I'll restate some of the definitions of objects they use. The trace $X_K$ of a knot $K$ is defined as the union of a 4-ball with a 2 handle attached along $K$. Then the 'if' statement claims that a smooth embedding of $X_K$ into $S^4$ means that $K$ is smooth slice, i.e., bounds a smooth disc in $B^4$.
Consider the composition of the inclusion of the core of the 2 handle with the smooth embedding from the hypothesis: $D^2 \rightarrow X_K \rightarrow S^4$
Then this defines a smooth disc with boundary $K$ in $S^4$ and thus $B^4$ since the image is not surjective.
I was wondering what is the problem with this approach? Is the 2 core not necessarily smoothly embedded?
The authors choose to consider a map from $S^2 \rightarrow X_K \rightarrow S^4$ and restrict it to a disc.

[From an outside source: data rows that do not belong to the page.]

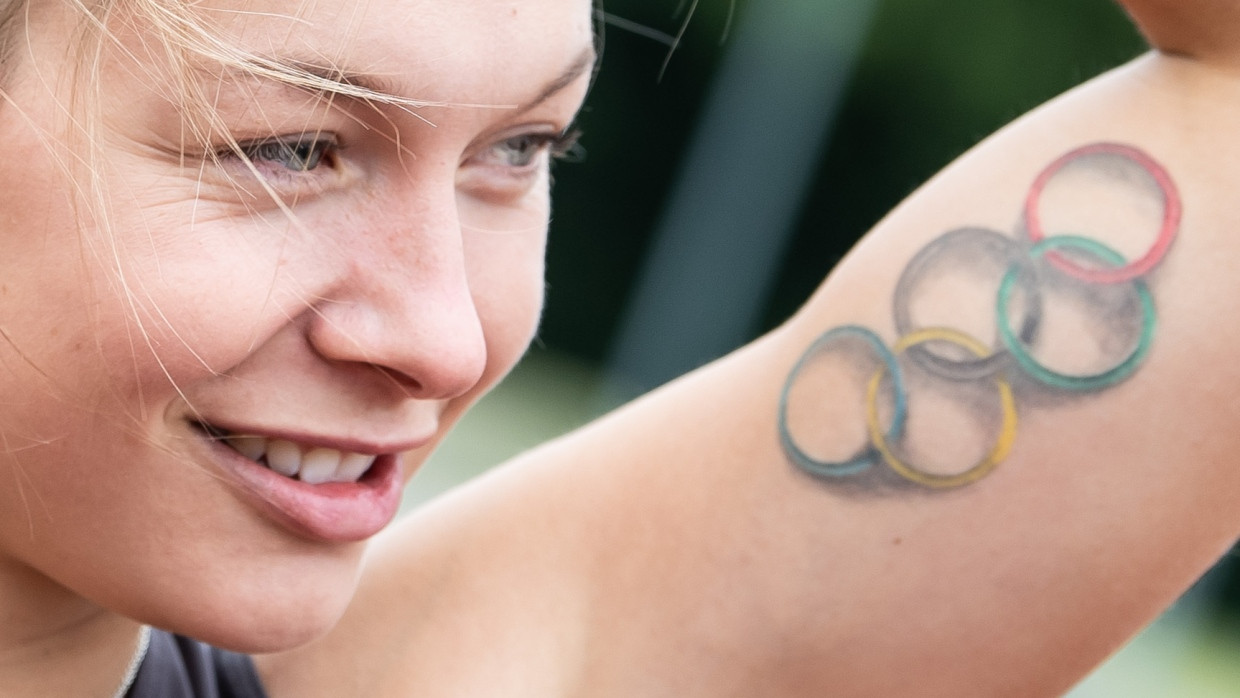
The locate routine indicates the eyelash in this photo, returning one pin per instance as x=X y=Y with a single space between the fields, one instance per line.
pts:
x=296 y=154
x=527 y=146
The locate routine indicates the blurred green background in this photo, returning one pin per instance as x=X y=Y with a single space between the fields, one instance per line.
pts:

Is this choice deliberate in order to avoid some problems with the argument above?
Thanks forgive my ignorance if I am asking something stupid. (Below is an excerpt from the paper.)
It is true that the existence of a smooth, nonsurjective embedding $f : X \hookrightarrow S^4$ implies the existence of a smooth embedding $g : X \hookrightarrow B^4$. The way that I would prove this implication is to choose a point $p$ not in the image of an embedding, choose a smooth tiny round 4-ball $B(p,\epsilon)$ disjoint from the image of that embedding, and then choose a diffeomorphism $h : S^4 \setminus B(p,\epsilon) \to B^4$, and define $g = h \circ f$.
However, the smooth slice hypothesis is different, it requires the existence of a smooth embedding $D^2 \hookrightarrow B^4$ which, when restricted to $S^1 = \partial D^2$, has image equal to $K$. The embedding $g : X \to B^4$ above can certainly be restricted to $D^2$ to give an embedding $g : D^2 \to B^4$, but when that is further restricted to $S^1$, its image is some random circle in the interior of $B^4$ that has nothing to do with the given knot $K$.
The point here is that when $f : X \hookrightarrow S^4$ is given as above, the exterior of $f(B^4)$ in $S^4$ is diffeomorphic to $B^4$. Composing $f$ with that diffeomorphism, and then restricting to $D^2$, one gets a smooth embedding of $D^2$ into $B^4$ which is still not quite what one needs but is close to what one needs to prove that $K$ is slice.